Malgré l'impossibilité évidente de fermer les casiers présents dans les chambres pour protéger ses affaires, notre guide nous dit que certains se procurent des cadenas. Mais d'ailleurs, qu'auraient-ils à protéger? Ils n'ont pas d'objet de valeur, pas de papier d'identité, pas de portable. Tout ce qui leur est confisqué à l'entrée leur est restitué au départ, « jusqu'au plus simple stylo bille ». Pourquoi pas de portable? Parce qu'il est interdit de faire des photos, par respect pour la sphère privée. A ce propos, les assistants ne s'appellent que par leur prénom, pour les mêmes raisons. Oui, mais si le portable ne fait pas de photo? Tant pis, il est confisqué aussi. De toute façon, il y a deux cabines téléphoniques en bas et elles sonnent toute la journée.
Nous apprenons au passage que les requérants touchent 3.-- par jour. La caisse n'est ouverte qu'une fois par semaine, le jeudi. Celui qui arrive le vendredi devra se montrer patient.
Propre en ordre
Au premier étage, salle de loisirs et un peu plus loin sur la gauche, salle de prière pour les musulmans. Un rideau y sera prochainement installé, pour apporter un peu d'intimité à ce lieu. Nous ne sommes pas invité à visiter ce secteur. Sur la droite, nous arrivons au réfectoire, pendant l'heure du repas. « Tiens, mais c'est un self! » lance une dame. « Mais non mais pas du tout! », rétorque Jean-François, qui s'empresse de nous montrer l'assistante de cuisine, en train de distribuer les portions de nourriture. Aujourd'hui, c'est spätzli et une tranche ronde de quelque chose qui ressemble à de la viande et une orange pour le dessert. Un homme qui tente de sortir du réfectoire avec deux oranges dans les mains se fait aussitôt remettre à l'ordre par un agent de sécurité: pas de nourriture dans les étages, c'est le règlement. Même ici, il semble qu'il n'y a pas de plaisir, les visages sont fermés, les regards sont vides et glissent sur nous.

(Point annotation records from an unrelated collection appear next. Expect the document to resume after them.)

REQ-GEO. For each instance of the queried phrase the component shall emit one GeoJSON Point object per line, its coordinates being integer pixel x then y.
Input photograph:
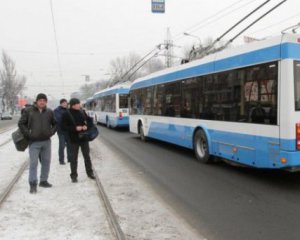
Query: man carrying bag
{"type": "Point", "coordinates": [38, 125]}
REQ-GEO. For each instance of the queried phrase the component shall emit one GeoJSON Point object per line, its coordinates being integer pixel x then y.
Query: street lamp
{"type": "Point", "coordinates": [191, 35]}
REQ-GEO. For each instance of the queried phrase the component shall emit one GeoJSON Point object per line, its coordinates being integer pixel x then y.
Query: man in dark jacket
{"type": "Point", "coordinates": [62, 135]}
{"type": "Point", "coordinates": [74, 122]}
{"type": "Point", "coordinates": [38, 124]}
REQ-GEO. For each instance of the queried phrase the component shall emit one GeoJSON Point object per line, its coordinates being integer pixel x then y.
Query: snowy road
{"type": "Point", "coordinates": [75, 211]}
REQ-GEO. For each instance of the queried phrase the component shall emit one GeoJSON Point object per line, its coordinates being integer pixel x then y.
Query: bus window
{"type": "Point", "coordinates": [123, 100]}
{"type": "Point", "coordinates": [297, 84]}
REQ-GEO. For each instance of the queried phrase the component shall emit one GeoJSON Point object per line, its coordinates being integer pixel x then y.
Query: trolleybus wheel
{"type": "Point", "coordinates": [107, 123]}
{"type": "Point", "coordinates": [201, 147]}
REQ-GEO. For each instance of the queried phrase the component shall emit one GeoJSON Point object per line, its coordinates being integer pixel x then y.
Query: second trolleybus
{"type": "Point", "coordinates": [112, 106]}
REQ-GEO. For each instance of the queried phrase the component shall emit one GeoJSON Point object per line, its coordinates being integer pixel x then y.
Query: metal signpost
{"type": "Point", "coordinates": [158, 6]}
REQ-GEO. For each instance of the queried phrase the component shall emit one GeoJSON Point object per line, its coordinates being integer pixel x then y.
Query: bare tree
{"type": "Point", "coordinates": [88, 90]}
{"type": "Point", "coordinates": [131, 67]}
{"type": "Point", "coordinates": [11, 83]}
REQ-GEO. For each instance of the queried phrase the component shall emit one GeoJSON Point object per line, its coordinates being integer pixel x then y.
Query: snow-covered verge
{"type": "Point", "coordinates": [65, 211]}
{"type": "Point", "coordinates": [75, 211]}
{"type": "Point", "coordinates": [141, 213]}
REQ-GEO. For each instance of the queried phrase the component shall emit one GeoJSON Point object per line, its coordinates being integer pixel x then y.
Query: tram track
{"type": "Point", "coordinates": [112, 219]}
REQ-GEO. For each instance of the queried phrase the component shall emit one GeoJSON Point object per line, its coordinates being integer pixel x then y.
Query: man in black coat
{"type": "Point", "coordinates": [73, 122]}
{"type": "Point", "coordinates": [38, 125]}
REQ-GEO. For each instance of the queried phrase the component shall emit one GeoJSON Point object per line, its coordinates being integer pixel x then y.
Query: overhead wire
{"type": "Point", "coordinates": [275, 24]}
{"type": "Point", "coordinates": [214, 17]}
{"type": "Point", "coordinates": [56, 44]}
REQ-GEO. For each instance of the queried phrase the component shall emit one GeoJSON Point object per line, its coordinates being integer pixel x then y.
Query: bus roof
{"type": "Point", "coordinates": [120, 88]}
{"type": "Point", "coordinates": [272, 49]}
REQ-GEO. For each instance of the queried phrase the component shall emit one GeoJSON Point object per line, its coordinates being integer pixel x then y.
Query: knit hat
{"type": "Point", "coordinates": [74, 101]}
{"type": "Point", "coordinates": [41, 96]}
{"type": "Point", "coordinates": [62, 100]}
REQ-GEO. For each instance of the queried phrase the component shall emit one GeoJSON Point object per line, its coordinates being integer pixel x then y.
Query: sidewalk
{"type": "Point", "coordinates": [75, 211]}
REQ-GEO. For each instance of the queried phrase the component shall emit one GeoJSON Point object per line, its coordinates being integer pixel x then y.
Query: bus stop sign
{"type": "Point", "coordinates": [158, 6]}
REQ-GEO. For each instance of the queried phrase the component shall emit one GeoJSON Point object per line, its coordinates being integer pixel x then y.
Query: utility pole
{"type": "Point", "coordinates": [169, 49]}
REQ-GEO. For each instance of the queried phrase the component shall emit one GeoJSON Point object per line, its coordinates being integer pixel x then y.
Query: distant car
{"type": "Point", "coordinates": [6, 116]}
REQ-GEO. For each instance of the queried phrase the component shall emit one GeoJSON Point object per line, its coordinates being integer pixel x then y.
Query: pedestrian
{"type": "Point", "coordinates": [37, 124]}
{"type": "Point", "coordinates": [74, 122]}
{"type": "Point", "coordinates": [63, 137]}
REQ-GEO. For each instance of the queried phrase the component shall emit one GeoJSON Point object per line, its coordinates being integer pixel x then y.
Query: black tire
{"type": "Point", "coordinates": [201, 147]}
{"type": "Point", "coordinates": [107, 123]}
{"type": "Point", "coordinates": [141, 132]}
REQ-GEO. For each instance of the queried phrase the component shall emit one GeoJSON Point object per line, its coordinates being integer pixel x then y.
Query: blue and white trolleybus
{"type": "Point", "coordinates": [112, 106]}
{"type": "Point", "coordinates": [241, 104]}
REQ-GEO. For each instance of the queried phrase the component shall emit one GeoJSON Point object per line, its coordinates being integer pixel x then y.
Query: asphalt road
{"type": "Point", "coordinates": [219, 200]}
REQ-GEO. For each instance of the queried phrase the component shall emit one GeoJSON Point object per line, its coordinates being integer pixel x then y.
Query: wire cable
{"type": "Point", "coordinates": [213, 18]}
{"type": "Point", "coordinates": [56, 45]}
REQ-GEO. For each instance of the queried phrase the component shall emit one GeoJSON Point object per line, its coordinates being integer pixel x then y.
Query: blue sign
{"type": "Point", "coordinates": [158, 6]}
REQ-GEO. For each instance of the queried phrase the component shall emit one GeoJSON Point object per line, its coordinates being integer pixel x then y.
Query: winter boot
{"type": "Point", "coordinates": [45, 184]}
{"type": "Point", "coordinates": [33, 186]}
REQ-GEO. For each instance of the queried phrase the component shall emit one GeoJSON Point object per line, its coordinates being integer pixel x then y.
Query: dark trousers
{"type": "Point", "coordinates": [85, 149]}
{"type": "Point", "coordinates": [64, 142]}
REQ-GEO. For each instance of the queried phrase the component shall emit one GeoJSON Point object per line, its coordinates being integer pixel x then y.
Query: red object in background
{"type": "Point", "coordinates": [22, 102]}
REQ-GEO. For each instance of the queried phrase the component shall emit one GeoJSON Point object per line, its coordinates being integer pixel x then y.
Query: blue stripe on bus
{"type": "Point", "coordinates": [251, 150]}
{"type": "Point", "coordinates": [112, 91]}
{"type": "Point", "coordinates": [283, 51]}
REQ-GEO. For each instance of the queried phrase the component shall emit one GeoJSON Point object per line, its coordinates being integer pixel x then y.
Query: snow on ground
{"type": "Point", "coordinates": [75, 211]}
{"type": "Point", "coordinates": [65, 211]}
{"type": "Point", "coordinates": [141, 213]}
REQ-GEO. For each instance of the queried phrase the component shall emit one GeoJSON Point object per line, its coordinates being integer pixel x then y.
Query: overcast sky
{"type": "Point", "coordinates": [91, 33]}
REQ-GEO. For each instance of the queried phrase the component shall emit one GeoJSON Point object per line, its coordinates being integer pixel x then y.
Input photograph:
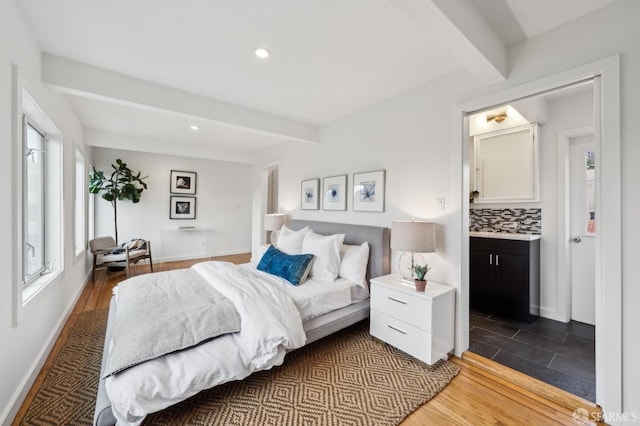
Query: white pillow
{"type": "Point", "coordinates": [326, 248]}
{"type": "Point", "coordinates": [354, 263]}
{"type": "Point", "coordinates": [290, 241]}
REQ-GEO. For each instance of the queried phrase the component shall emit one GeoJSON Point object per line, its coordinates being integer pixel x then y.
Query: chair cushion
{"type": "Point", "coordinates": [121, 257]}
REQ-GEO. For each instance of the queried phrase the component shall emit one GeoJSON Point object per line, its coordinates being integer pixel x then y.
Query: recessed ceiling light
{"type": "Point", "coordinates": [262, 53]}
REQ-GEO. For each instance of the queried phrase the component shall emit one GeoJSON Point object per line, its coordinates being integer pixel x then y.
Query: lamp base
{"type": "Point", "coordinates": [274, 237]}
{"type": "Point", "coordinates": [405, 265]}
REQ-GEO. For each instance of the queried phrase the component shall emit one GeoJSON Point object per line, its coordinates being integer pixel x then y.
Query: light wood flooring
{"type": "Point", "coordinates": [483, 393]}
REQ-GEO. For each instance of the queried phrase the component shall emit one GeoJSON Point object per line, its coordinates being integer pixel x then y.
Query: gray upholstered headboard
{"type": "Point", "coordinates": [376, 236]}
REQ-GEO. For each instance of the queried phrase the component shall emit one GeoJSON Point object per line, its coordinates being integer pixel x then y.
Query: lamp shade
{"type": "Point", "coordinates": [413, 236]}
{"type": "Point", "coordinates": [274, 222]}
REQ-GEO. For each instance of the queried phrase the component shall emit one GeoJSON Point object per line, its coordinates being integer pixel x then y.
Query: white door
{"type": "Point", "coordinates": [583, 228]}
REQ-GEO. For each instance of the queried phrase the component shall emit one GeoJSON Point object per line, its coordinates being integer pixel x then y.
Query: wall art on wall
{"type": "Point", "coordinates": [368, 191]}
{"type": "Point", "coordinates": [334, 193]}
{"type": "Point", "coordinates": [182, 208]}
{"type": "Point", "coordinates": [309, 194]}
{"type": "Point", "coordinates": [183, 182]}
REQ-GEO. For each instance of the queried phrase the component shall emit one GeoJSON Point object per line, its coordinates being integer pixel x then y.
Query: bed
{"type": "Point", "coordinates": [315, 327]}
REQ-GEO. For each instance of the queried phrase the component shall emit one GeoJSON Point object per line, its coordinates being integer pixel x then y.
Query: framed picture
{"type": "Point", "coordinates": [182, 208]}
{"type": "Point", "coordinates": [183, 182]}
{"type": "Point", "coordinates": [368, 191]}
{"type": "Point", "coordinates": [334, 193]}
{"type": "Point", "coordinates": [309, 194]}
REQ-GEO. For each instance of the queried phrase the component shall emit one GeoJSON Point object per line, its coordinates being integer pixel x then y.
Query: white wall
{"type": "Point", "coordinates": [26, 344]}
{"type": "Point", "coordinates": [412, 135]}
{"type": "Point", "coordinates": [408, 136]}
{"type": "Point", "coordinates": [223, 201]}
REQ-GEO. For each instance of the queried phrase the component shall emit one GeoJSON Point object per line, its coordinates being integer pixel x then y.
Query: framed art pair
{"type": "Point", "coordinates": [182, 207]}
{"type": "Point", "coordinates": [368, 192]}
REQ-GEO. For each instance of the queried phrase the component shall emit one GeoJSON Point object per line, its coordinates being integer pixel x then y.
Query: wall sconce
{"type": "Point", "coordinates": [483, 119]}
{"type": "Point", "coordinates": [273, 222]}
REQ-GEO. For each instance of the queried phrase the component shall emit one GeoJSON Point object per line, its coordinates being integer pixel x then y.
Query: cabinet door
{"type": "Point", "coordinates": [483, 287]}
{"type": "Point", "coordinates": [513, 278]}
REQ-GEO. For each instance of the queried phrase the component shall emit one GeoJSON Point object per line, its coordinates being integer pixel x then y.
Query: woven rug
{"type": "Point", "coordinates": [348, 378]}
{"type": "Point", "coordinates": [344, 379]}
{"type": "Point", "coordinates": [68, 394]}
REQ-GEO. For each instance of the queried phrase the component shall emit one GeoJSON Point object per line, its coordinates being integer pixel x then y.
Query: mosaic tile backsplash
{"type": "Point", "coordinates": [521, 221]}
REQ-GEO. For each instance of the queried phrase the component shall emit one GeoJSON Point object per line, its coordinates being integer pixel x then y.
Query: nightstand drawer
{"type": "Point", "coordinates": [402, 306]}
{"type": "Point", "coordinates": [407, 338]}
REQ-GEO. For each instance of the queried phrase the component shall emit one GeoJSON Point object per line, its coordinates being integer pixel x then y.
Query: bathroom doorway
{"type": "Point", "coordinates": [556, 347]}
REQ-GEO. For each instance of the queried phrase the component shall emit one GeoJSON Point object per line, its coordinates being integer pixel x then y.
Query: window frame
{"type": "Point", "coordinates": [28, 278]}
{"type": "Point", "coordinates": [80, 241]}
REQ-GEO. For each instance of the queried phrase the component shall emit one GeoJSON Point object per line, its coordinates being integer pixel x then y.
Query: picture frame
{"type": "Point", "coordinates": [334, 193]}
{"type": "Point", "coordinates": [368, 191]}
{"type": "Point", "coordinates": [182, 207]}
{"type": "Point", "coordinates": [310, 194]}
{"type": "Point", "coordinates": [182, 182]}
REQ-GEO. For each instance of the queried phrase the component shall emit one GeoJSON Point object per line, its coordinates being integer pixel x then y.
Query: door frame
{"type": "Point", "coordinates": [608, 263]}
{"type": "Point", "coordinates": [563, 141]}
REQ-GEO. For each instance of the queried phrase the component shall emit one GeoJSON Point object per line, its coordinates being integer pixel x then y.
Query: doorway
{"type": "Point", "coordinates": [606, 74]}
{"type": "Point", "coordinates": [559, 347]}
{"type": "Point", "coordinates": [583, 228]}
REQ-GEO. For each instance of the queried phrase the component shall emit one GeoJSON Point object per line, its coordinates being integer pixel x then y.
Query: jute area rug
{"type": "Point", "coordinates": [348, 378]}
{"type": "Point", "coordinates": [67, 395]}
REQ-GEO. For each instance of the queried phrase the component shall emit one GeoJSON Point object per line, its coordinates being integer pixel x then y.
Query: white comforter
{"type": "Point", "coordinates": [271, 324]}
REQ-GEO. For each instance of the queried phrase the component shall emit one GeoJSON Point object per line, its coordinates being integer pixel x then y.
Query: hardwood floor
{"type": "Point", "coordinates": [483, 393]}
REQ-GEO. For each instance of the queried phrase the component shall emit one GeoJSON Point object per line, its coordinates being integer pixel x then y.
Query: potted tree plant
{"type": "Point", "coordinates": [122, 184]}
{"type": "Point", "coordinates": [421, 276]}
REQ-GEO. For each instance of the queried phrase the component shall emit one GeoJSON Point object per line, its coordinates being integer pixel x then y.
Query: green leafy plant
{"type": "Point", "coordinates": [421, 271]}
{"type": "Point", "coordinates": [122, 184]}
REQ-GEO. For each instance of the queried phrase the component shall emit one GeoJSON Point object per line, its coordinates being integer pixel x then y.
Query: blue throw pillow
{"type": "Point", "coordinates": [293, 268]}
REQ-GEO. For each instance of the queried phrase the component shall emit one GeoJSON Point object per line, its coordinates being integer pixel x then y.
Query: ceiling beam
{"type": "Point", "coordinates": [462, 30]}
{"type": "Point", "coordinates": [85, 80]}
{"type": "Point", "coordinates": [98, 138]}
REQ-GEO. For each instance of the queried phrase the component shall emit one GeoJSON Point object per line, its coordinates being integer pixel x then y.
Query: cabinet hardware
{"type": "Point", "coordinates": [396, 329]}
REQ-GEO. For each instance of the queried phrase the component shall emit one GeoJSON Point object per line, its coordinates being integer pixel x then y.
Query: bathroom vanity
{"type": "Point", "coordinates": [504, 276]}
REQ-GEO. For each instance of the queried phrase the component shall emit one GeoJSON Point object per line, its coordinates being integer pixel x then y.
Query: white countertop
{"type": "Point", "coordinates": [504, 236]}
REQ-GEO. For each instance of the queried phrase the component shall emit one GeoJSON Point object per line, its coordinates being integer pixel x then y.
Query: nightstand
{"type": "Point", "coordinates": [420, 324]}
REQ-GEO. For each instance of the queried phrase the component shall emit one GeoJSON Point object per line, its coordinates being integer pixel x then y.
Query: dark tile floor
{"type": "Point", "coordinates": [561, 354]}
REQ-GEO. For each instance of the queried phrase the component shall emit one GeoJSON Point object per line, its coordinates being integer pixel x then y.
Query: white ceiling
{"type": "Point", "coordinates": [329, 59]}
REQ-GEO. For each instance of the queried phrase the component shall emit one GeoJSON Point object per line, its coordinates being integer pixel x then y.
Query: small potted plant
{"type": "Point", "coordinates": [421, 276]}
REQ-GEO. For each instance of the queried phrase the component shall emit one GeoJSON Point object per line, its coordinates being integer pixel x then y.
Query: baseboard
{"type": "Point", "coordinates": [535, 386]}
{"type": "Point", "coordinates": [26, 384]}
{"type": "Point", "coordinates": [552, 314]}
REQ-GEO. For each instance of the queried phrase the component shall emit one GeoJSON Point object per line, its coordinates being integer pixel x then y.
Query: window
{"type": "Point", "coordinates": [33, 225]}
{"type": "Point", "coordinates": [41, 219]}
{"type": "Point", "coordinates": [81, 178]}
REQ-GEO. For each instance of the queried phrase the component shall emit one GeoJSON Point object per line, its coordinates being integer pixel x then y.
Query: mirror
{"type": "Point", "coordinates": [506, 165]}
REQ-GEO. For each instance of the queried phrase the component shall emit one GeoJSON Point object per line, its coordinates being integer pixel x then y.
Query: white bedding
{"type": "Point", "coordinates": [315, 297]}
{"type": "Point", "coordinates": [272, 313]}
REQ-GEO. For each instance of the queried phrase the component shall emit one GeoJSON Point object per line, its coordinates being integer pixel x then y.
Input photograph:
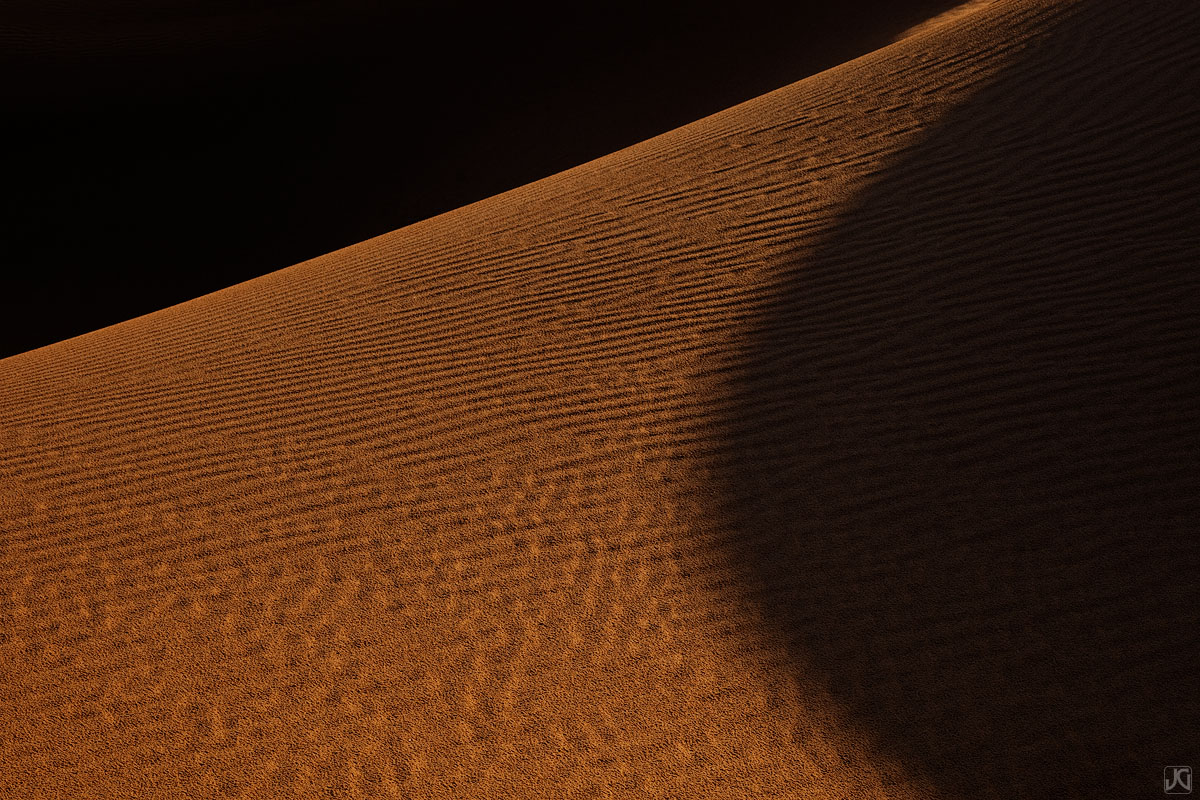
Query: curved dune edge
{"type": "Point", "coordinates": [439, 515]}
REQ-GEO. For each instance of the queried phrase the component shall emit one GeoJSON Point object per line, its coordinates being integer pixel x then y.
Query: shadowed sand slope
{"type": "Point", "coordinates": [840, 444]}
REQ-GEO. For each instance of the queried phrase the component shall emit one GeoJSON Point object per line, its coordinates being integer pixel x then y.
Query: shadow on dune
{"type": "Point", "coordinates": [163, 150]}
{"type": "Point", "coordinates": [965, 465]}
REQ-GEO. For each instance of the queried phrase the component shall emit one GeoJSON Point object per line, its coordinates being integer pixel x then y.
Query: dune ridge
{"type": "Point", "coordinates": [577, 491]}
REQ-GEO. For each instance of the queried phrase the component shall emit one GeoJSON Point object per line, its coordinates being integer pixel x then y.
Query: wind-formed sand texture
{"type": "Point", "coordinates": [843, 444]}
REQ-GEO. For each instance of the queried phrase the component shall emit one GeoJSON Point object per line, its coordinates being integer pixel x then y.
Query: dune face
{"type": "Point", "coordinates": [839, 444]}
{"type": "Point", "coordinates": [163, 150]}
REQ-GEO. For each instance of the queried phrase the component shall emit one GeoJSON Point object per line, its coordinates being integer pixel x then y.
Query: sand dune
{"type": "Point", "coordinates": [840, 444]}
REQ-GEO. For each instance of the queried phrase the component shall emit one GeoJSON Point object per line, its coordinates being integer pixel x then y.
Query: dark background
{"type": "Point", "coordinates": [156, 150]}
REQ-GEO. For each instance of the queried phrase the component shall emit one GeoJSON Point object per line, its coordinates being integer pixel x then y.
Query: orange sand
{"type": "Point", "coordinates": [837, 445]}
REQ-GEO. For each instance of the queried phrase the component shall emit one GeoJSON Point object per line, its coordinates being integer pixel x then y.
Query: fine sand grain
{"type": "Point", "coordinates": [841, 444]}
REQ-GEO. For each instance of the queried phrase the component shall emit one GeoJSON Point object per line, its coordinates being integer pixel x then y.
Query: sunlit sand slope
{"type": "Point", "coordinates": [841, 444]}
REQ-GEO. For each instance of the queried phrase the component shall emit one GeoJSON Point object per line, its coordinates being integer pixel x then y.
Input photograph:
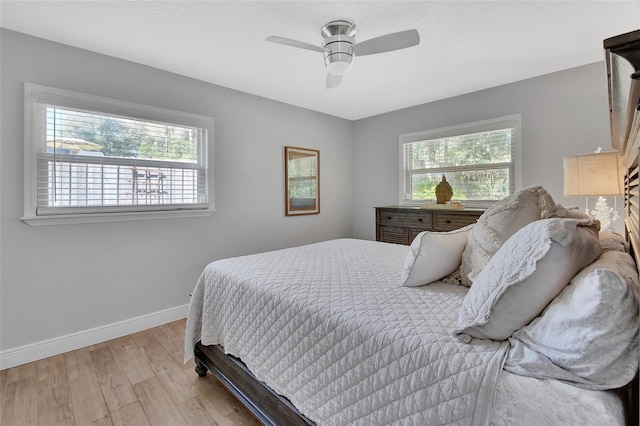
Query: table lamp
{"type": "Point", "coordinates": [595, 175]}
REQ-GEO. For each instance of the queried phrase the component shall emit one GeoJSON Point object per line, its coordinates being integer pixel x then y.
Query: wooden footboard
{"type": "Point", "coordinates": [268, 407]}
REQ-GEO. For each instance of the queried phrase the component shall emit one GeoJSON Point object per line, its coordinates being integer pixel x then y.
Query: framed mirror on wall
{"type": "Point", "coordinates": [302, 181]}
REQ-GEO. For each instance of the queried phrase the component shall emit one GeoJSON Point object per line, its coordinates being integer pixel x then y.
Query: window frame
{"type": "Point", "coordinates": [513, 121]}
{"type": "Point", "coordinates": [35, 94]}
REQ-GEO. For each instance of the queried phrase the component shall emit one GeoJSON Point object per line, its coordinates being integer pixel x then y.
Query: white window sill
{"type": "Point", "coordinates": [73, 219]}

Jean-François nous indique un homme affairé à vider les plateaux repas et nous fait observer à quel point certains sont empressés à donner un coup de mains. Il a l'air assez content de l'ordre qui règne ici et de cette collaboration spontanée entre requérants et assistants.
Une femme passe, elle tient six balais dans ses mains. Elle échange quelques mots avec notre guide. J'en déduis qu'elle est l'assistante de ménage. Elle peut ranger ses balais, tout est propre.
Retour au rez-de-chaussée, fin de la visite. Jean-François, pourtant très à l'aise dans son rôle de guide, peut ranger le papier qu'il a sorti plusieurs fois de sa poche entre les étages. Il nous remercie et nous salue, puis plaisante avec un autre assistant, costume beige cravate rose, qui lui est tout heureux d'avoir fait visiter son lieu de travail à ses parents.
Dans la cour, plusieurs stands d'informations, dont celui de Securitas. Je vois passer un énorme plateau de charcuterie: l'ODM sait recevoir.